Döndüğümüzde kartlar yeniden dağıtılmış ve bize as-deux paires (as döper) gelmişti âdeta. VAR yeryüzünde belki de ilk defa bizim işimize yarayacak bir sonuçla Norveç’in golünü iptal etmiş, skorborttaki 0-1 düzeltilerek 0-0 olarak yeniden eski haline döndürülmüştü. Yani Norveç 18 puan ve biz de 18 puan olmuştuk. Gecenin ilerleyen saatlerinde bir de Hollanda’nın 2-0’dan Karadağ’a sobelenip 2-2’ye geldiğini öğrenince aklımıza İslambek Kuvat geliverdi birdenbire. Hani Fransa 2018’e gidiş hikâyemizin kahramanı Kazak kardeşimizi hepimiz anımsarız.
Böylece Hollanda 19 puan, biz +1 averajla 18 puan ve Norveç 18 puan olarak bu gece oynanacak onuncu ve sonuncu maçlara geldik hayırlısıyla. Biz deplasmanda Karadağ karşısında galibiyet kovalarken grubun en zor maçında Hollanda ve Norveç ölüm-kalım maçına çıkacaklar.
Hollanda gruptan lider çıkmak istiyorsa en azından bir beraberlik almak zorunda Norveç’ten. Bu durum bizim de işimize yarar ve bize de beraberlik yeter grup ikinciliğini elde edip play-off oynayıp ümitlerimizi sürdürmek için. Ancak olur da Hollanda Norveç’e yenilir biz de Karadağ’ı yenersek grubu lider bile tamamlama ihtimaline sahibiz.
İşte onun için diyoruz; bu gece o gece olabilir diye.
Şenol Hoca ile iyi başlayıp kötü götürdüğümüz grup maçlarında Kuntz Hoca göreve gelirken Qatar 2022 için çok fazla bir umut beslemiyorduk aslında.
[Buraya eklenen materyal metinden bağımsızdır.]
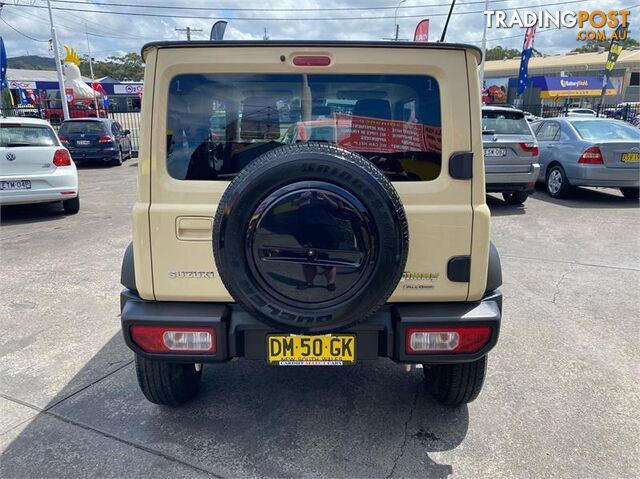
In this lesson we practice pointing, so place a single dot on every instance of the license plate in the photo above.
(320, 350)
(495, 152)
(15, 185)
(630, 157)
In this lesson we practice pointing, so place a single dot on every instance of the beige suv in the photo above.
(311, 204)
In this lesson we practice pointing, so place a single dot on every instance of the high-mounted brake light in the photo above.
(530, 148)
(167, 339)
(591, 156)
(62, 157)
(447, 340)
(311, 61)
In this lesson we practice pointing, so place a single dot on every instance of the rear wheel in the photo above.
(169, 384)
(557, 182)
(455, 384)
(72, 205)
(515, 197)
(630, 193)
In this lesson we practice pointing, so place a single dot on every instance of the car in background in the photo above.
(584, 151)
(581, 112)
(34, 166)
(510, 153)
(96, 139)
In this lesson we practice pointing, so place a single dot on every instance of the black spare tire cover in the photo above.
(310, 238)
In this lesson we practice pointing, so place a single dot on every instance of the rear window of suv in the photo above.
(505, 122)
(86, 127)
(219, 123)
(16, 135)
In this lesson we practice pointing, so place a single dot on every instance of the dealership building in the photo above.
(571, 79)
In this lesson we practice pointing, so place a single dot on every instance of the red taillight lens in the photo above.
(591, 156)
(447, 340)
(530, 148)
(168, 339)
(62, 157)
(311, 61)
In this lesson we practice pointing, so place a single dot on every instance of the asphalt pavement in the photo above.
(561, 398)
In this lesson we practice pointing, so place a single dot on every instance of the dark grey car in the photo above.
(510, 153)
(587, 151)
(96, 139)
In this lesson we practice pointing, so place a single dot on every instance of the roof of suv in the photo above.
(312, 43)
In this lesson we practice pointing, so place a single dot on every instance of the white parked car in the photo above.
(34, 166)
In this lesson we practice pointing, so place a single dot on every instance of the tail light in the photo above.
(591, 156)
(167, 339)
(530, 148)
(311, 61)
(447, 340)
(62, 157)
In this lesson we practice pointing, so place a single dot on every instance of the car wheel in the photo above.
(72, 205)
(295, 272)
(455, 384)
(515, 197)
(118, 160)
(557, 182)
(630, 193)
(168, 384)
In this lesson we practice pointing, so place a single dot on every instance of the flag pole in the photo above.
(56, 52)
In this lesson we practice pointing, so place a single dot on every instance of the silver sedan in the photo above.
(586, 151)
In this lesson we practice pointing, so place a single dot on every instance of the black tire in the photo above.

Olursa olur suyu, olmazsa pilav suyu modundaydık ama gün doğmadan neler doğar? demiş Atalarımız.
İlahi bir tecelli ile işin bu noktaya geleceği ve son 90 dakikaya çıkarken grup birinciliğinin bile konuşuluyor olması tamamen Allah’ın işi ve hikmetinden sual olunmaz. Ya bizi biraz daha ümitlendirip sonra sukut-u hayale uğratacak ve sabrımızı deneyecek, ya da işlerimizi âsân edip, şapkadan tavşanı çıkarttırıp bakalım ne kadar şükrediyoruz, onu test edecek üzerimizde. Yani her iki sorunun cevabı da bu gece belli olacak. Üçüncü şık ise Play-off yoluyla Qatar 22’ye bir bilet ayarlamak üzerine. Bu biraz dolambaçlı bir yol en iyi ikinciler kategorisindeki ilk altı takımdan değiliz şu an için ve biz ancak sekizinci en iyi ikinciyiz, yani eleme turunda ilk maçı deplasmanda oynayacağız demek bu.
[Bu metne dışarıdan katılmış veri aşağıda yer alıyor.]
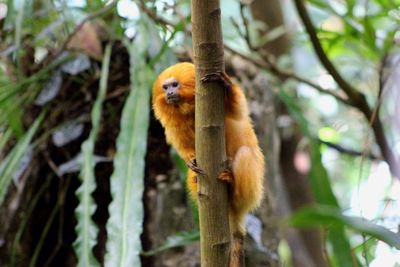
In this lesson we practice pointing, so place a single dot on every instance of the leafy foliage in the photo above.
(86, 229)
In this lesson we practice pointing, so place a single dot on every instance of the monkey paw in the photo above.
(221, 77)
(226, 174)
(193, 166)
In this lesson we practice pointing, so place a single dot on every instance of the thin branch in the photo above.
(283, 75)
(352, 93)
(357, 98)
(348, 151)
(268, 63)
(90, 17)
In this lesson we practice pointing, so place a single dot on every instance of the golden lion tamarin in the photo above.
(174, 106)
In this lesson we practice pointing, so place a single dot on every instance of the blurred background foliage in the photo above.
(86, 178)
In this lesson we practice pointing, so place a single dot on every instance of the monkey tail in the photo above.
(236, 255)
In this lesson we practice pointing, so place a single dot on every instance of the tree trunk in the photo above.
(210, 134)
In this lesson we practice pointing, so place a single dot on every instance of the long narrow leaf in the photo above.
(85, 229)
(321, 186)
(126, 209)
(10, 164)
(328, 216)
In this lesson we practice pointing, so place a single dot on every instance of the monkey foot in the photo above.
(221, 77)
(226, 174)
(193, 166)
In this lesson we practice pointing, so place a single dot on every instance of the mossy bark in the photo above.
(210, 133)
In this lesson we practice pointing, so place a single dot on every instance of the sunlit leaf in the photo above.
(10, 164)
(178, 240)
(85, 229)
(320, 184)
(329, 216)
(124, 226)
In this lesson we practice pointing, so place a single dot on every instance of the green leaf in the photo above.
(85, 229)
(10, 164)
(320, 184)
(127, 182)
(328, 216)
(178, 240)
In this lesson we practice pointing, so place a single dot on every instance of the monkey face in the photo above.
(171, 88)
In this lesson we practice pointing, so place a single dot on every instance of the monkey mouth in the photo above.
(173, 99)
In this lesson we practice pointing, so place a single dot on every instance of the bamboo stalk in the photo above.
(210, 133)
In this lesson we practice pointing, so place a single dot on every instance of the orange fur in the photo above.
(241, 142)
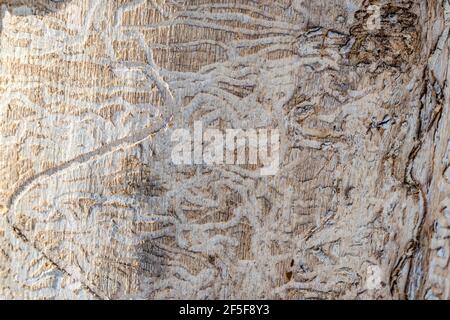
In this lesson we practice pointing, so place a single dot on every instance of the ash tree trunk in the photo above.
(93, 207)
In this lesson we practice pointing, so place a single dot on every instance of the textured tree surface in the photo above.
(92, 206)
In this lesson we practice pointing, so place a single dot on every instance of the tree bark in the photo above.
(93, 207)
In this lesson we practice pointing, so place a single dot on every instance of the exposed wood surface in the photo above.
(92, 206)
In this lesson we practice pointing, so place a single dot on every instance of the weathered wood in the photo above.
(92, 205)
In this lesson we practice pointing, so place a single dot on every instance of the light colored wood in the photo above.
(93, 208)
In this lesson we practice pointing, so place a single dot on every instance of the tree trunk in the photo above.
(93, 205)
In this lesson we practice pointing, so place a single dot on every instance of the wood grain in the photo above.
(93, 208)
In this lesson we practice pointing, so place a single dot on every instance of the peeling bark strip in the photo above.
(92, 206)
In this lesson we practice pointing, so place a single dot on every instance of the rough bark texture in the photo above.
(92, 206)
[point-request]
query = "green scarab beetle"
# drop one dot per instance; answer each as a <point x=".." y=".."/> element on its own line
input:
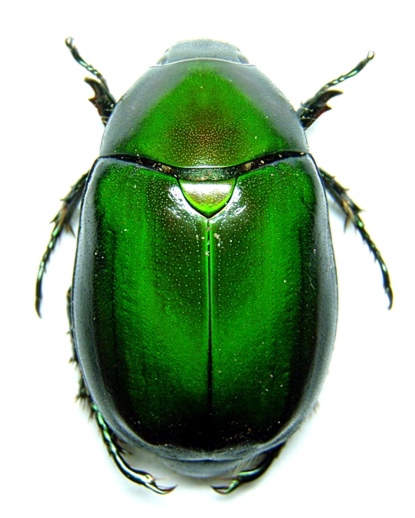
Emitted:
<point x="204" y="298"/>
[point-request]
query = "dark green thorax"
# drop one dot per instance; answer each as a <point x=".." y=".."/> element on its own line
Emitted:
<point x="202" y="112"/>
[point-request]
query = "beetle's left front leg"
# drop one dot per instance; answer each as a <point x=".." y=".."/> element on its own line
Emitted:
<point x="311" y="110"/>
<point x="352" y="212"/>
<point x="62" y="222"/>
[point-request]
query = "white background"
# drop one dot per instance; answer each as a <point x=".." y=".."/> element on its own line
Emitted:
<point x="355" y="455"/>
Muhtemeldir ki bizim kaderimiz bu yolda ilerleyecek. Ne demişti Necip Fazıl Merhum; Su iner yokuşlardan hep basamak, basamak. Benimse alın yazım yokuşlarda susamak. Yokuşlarda susaya susaya Katar çöllerine varabilmeyi nasip eylesin Allah bize.